Nina Shekar wrapped each program section with fearless, generous music that is both completely directive and curiously laissez-faire. Shekar refines the general (fire or urbanity) into specific (flame or urban development) and sets it free using the best of Indian and Western forms. Urban Development for two alto saxophones evolves a 4-note motive like real estate. Other players may have chosen an allusive duet with grit and groove, but Jeff Siegfried and Sean Meyers pulled long lines, precise contrasts, and swirling energy out of Shekar’s ready material.
Her second piece, red, closed the program. She made a perfect match for Vanguard Reed Quintet’s dissonant crackles and overtone sparks. “red describes the unpredictability of a flame … flashes of crimson, scarlet, and vermillion into the surrounding air,” Shekhar writes in her program note before describing flammable rhythmic moods. Her instrumentation gives shine to a satisfying range of solo and ensemble timbres; she consciously uses notes from common Indian raags and layers angular, asymmetrical rhythms inspired by raucous Sufi religious experiences of vocal participation.

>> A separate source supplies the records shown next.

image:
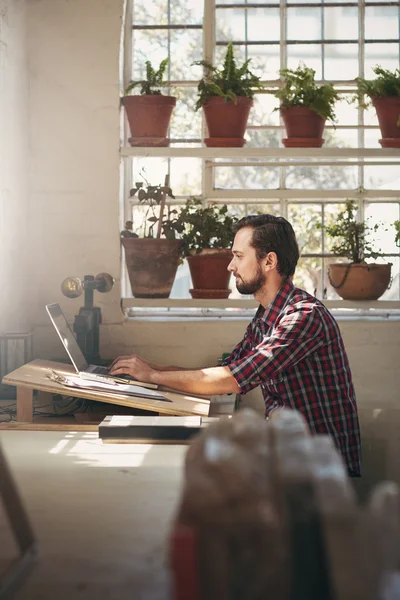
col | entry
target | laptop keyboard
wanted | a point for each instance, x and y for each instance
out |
(100, 370)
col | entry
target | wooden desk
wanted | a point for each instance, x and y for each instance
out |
(34, 376)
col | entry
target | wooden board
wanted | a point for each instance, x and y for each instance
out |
(34, 375)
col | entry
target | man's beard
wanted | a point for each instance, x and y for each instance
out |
(252, 286)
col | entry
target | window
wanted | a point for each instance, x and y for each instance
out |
(340, 41)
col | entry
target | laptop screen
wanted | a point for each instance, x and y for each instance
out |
(67, 337)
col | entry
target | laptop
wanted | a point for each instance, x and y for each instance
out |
(85, 371)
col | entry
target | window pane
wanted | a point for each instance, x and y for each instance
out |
(185, 121)
(186, 47)
(303, 23)
(381, 22)
(341, 138)
(230, 178)
(341, 62)
(310, 54)
(308, 274)
(385, 55)
(230, 25)
(341, 23)
(386, 213)
(263, 24)
(325, 178)
(304, 218)
(146, 13)
(148, 45)
(189, 12)
(381, 177)
(265, 61)
(393, 293)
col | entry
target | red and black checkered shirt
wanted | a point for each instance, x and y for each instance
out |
(295, 352)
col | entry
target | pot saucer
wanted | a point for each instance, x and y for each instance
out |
(148, 141)
(390, 142)
(303, 142)
(224, 142)
(214, 294)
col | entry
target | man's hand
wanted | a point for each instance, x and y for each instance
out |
(134, 366)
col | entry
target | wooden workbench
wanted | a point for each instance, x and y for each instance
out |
(35, 376)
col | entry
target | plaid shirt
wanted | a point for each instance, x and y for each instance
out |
(295, 352)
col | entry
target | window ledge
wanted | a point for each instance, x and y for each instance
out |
(238, 309)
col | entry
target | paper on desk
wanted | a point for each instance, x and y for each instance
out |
(113, 387)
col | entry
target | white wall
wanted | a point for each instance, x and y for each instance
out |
(73, 49)
(15, 262)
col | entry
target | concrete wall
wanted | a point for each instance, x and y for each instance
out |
(71, 223)
(15, 262)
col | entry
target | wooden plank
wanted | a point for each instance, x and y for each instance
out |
(35, 375)
(24, 404)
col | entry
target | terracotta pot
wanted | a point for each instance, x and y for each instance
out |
(152, 265)
(227, 121)
(148, 118)
(208, 270)
(388, 113)
(359, 282)
(304, 125)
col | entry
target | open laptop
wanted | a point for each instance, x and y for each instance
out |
(86, 371)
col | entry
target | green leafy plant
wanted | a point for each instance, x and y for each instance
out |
(354, 239)
(153, 81)
(397, 230)
(385, 85)
(152, 197)
(300, 89)
(204, 227)
(229, 82)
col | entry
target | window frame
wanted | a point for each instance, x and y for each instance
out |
(280, 157)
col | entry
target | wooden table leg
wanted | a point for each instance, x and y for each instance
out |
(24, 404)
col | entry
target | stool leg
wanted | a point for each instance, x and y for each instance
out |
(24, 404)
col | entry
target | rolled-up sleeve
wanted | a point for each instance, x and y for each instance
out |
(297, 335)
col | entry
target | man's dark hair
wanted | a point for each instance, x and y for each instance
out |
(273, 234)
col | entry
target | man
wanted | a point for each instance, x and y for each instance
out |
(292, 348)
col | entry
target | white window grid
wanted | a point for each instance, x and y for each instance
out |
(281, 158)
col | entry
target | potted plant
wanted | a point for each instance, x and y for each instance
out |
(356, 279)
(305, 107)
(206, 239)
(150, 112)
(226, 96)
(384, 94)
(152, 260)
(397, 230)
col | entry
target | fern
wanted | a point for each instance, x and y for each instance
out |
(153, 81)
(300, 89)
(229, 82)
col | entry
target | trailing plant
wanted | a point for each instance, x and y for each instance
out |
(204, 227)
(153, 81)
(385, 85)
(354, 239)
(153, 197)
(397, 230)
(300, 89)
(228, 82)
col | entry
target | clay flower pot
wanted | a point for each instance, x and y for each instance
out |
(304, 127)
(359, 281)
(209, 273)
(388, 113)
(227, 121)
(151, 265)
(148, 117)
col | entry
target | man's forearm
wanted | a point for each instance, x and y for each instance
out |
(213, 380)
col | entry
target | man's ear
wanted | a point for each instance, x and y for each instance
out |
(271, 261)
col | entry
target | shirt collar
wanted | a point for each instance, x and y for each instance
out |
(269, 315)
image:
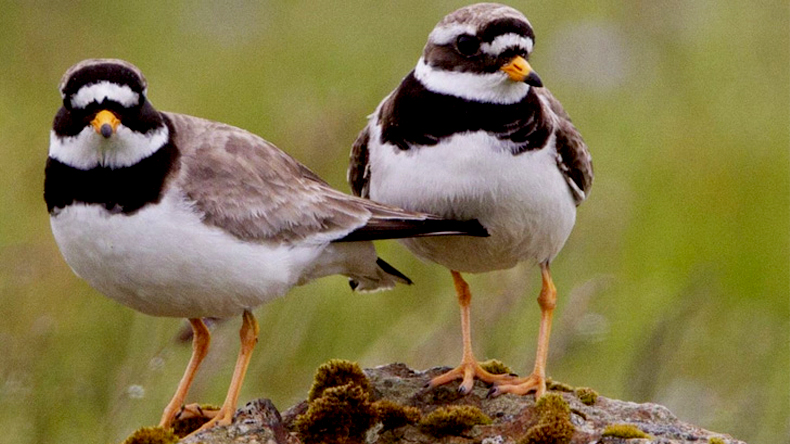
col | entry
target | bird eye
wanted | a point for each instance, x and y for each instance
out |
(467, 45)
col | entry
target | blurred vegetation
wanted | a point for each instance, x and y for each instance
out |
(673, 287)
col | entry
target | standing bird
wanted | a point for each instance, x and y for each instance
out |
(173, 215)
(471, 133)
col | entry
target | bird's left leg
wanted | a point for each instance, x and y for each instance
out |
(537, 380)
(469, 369)
(249, 337)
(201, 339)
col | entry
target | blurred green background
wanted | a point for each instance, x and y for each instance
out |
(673, 287)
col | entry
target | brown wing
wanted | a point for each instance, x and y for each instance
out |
(358, 174)
(248, 187)
(573, 159)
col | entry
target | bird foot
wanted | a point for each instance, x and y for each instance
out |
(221, 417)
(521, 386)
(467, 372)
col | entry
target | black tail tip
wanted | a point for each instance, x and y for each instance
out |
(389, 269)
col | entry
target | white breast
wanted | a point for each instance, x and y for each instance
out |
(522, 200)
(164, 261)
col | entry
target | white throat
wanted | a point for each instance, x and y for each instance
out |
(88, 149)
(493, 87)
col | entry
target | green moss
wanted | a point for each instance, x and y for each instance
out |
(496, 367)
(554, 424)
(336, 373)
(341, 415)
(152, 435)
(393, 415)
(184, 426)
(453, 420)
(586, 395)
(624, 431)
(557, 386)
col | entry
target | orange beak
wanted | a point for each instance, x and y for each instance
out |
(105, 123)
(519, 71)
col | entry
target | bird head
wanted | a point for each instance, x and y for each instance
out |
(480, 53)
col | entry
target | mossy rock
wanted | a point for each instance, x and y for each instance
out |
(586, 395)
(496, 367)
(152, 435)
(453, 420)
(624, 431)
(336, 373)
(554, 424)
(341, 415)
(393, 415)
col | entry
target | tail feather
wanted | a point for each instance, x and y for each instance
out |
(387, 228)
(387, 277)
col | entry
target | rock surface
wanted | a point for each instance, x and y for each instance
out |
(512, 418)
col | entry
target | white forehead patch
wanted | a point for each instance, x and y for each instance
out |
(445, 35)
(495, 87)
(97, 92)
(505, 41)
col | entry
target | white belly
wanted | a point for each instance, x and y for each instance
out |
(523, 201)
(163, 261)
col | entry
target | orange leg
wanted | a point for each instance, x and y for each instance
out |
(537, 380)
(200, 343)
(249, 337)
(469, 369)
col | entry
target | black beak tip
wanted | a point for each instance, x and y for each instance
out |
(534, 80)
(106, 130)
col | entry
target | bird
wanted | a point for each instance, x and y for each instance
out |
(177, 216)
(471, 133)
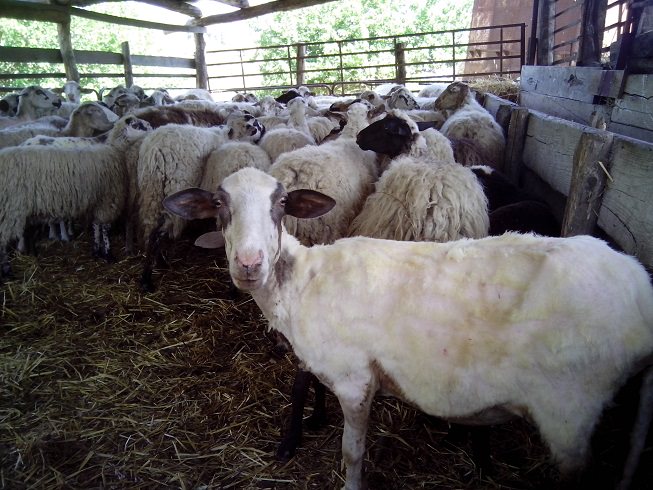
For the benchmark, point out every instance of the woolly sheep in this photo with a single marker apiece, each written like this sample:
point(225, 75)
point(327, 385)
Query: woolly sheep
point(468, 119)
point(339, 167)
point(89, 119)
point(34, 102)
point(425, 322)
point(171, 158)
point(423, 195)
point(282, 140)
point(65, 183)
point(231, 157)
point(9, 104)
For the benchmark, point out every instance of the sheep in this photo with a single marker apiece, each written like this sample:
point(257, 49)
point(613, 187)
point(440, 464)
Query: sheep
point(181, 113)
point(339, 167)
point(9, 104)
point(158, 97)
point(473, 330)
point(513, 209)
point(65, 183)
point(195, 94)
point(468, 119)
point(433, 90)
point(231, 157)
point(282, 140)
point(35, 102)
point(171, 158)
point(89, 119)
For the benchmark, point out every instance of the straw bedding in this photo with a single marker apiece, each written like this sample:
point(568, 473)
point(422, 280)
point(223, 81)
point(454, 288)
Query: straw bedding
point(102, 386)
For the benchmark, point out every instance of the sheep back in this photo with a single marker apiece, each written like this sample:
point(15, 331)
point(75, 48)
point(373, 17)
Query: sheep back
point(421, 201)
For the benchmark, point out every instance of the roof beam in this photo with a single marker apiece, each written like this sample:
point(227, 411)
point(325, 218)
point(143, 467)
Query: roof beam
point(258, 10)
point(54, 13)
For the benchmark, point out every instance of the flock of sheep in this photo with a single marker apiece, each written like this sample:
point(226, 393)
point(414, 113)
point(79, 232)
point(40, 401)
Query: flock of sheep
point(464, 326)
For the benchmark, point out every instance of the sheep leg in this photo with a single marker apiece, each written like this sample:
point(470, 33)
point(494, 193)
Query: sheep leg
point(64, 231)
point(293, 437)
point(106, 243)
point(640, 430)
point(5, 266)
point(318, 418)
point(356, 412)
point(52, 231)
point(153, 254)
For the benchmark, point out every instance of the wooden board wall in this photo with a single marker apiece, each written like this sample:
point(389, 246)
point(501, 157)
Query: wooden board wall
point(590, 96)
point(552, 146)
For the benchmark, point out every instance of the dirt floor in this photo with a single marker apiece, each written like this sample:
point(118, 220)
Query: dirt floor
point(103, 386)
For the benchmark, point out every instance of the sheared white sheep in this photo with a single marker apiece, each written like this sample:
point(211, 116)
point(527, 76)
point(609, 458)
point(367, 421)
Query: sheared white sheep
point(65, 183)
point(468, 119)
point(475, 330)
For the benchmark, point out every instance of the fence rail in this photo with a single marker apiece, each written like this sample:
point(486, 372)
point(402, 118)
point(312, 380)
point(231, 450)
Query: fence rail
point(125, 68)
point(344, 66)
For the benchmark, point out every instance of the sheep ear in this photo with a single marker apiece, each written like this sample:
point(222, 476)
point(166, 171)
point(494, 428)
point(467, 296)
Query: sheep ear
point(305, 203)
point(191, 203)
point(212, 239)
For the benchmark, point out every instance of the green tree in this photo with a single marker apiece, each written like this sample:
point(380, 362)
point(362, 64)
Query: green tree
point(338, 21)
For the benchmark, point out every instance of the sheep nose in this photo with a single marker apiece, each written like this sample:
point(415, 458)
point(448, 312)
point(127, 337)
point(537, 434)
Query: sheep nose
point(250, 262)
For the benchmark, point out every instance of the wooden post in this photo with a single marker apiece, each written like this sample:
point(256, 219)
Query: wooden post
point(66, 48)
point(127, 63)
point(201, 71)
point(400, 63)
point(591, 35)
point(301, 63)
point(515, 138)
point(546, 26)
point(588, 178)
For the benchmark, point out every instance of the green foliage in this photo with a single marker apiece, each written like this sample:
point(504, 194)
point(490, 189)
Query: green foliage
point(328, 61)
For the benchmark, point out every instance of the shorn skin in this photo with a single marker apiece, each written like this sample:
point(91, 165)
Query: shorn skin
point(547, 328)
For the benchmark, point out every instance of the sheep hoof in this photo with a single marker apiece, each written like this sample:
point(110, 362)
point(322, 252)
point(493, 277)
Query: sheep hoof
point(287, 449)
point(316, 421)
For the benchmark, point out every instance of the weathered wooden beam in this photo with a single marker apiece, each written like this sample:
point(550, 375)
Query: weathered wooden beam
point(67, 53)
point(515, 138)
point(54, 13)
point(591, 35)
point(589, 175)
point(241, 4)
point(201, 71)
point(127, 64)
point(258, 10)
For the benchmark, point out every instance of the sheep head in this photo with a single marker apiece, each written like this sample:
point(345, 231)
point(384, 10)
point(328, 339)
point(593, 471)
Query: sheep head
point(249, 207)
point(453, 96)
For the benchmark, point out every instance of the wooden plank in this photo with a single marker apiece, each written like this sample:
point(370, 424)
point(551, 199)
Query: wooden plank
point(66, 49)
point(549, 149)
point(515, 138)
point(571, 82)
point(163, 61)
point(589, 175)
point(627, 210)
point(258, 10)
point(55, 13)
point(631, 131)
point(572, 110)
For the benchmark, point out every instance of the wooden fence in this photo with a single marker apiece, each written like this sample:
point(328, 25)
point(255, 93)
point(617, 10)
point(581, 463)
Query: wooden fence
point(125, 68)
point(597, 181)
point(349, 65)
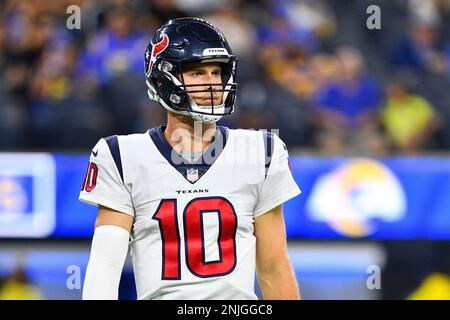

Shekhar revitalizes the excitement of concert attendance with her ability to construct detailed frameworks that extend freedom to its performers–and the “Go Blue: Wolverine New Music” program did the same thing. Seven of its ten works were world premieres, and the friendly, exploratory atmosphere relaxed the audience. Although the program featured gender, ethnic, and career profile diversity, these rested on a base of national relationships and systemic initiative. The active values and dedicated professionals bode well for music and more fun.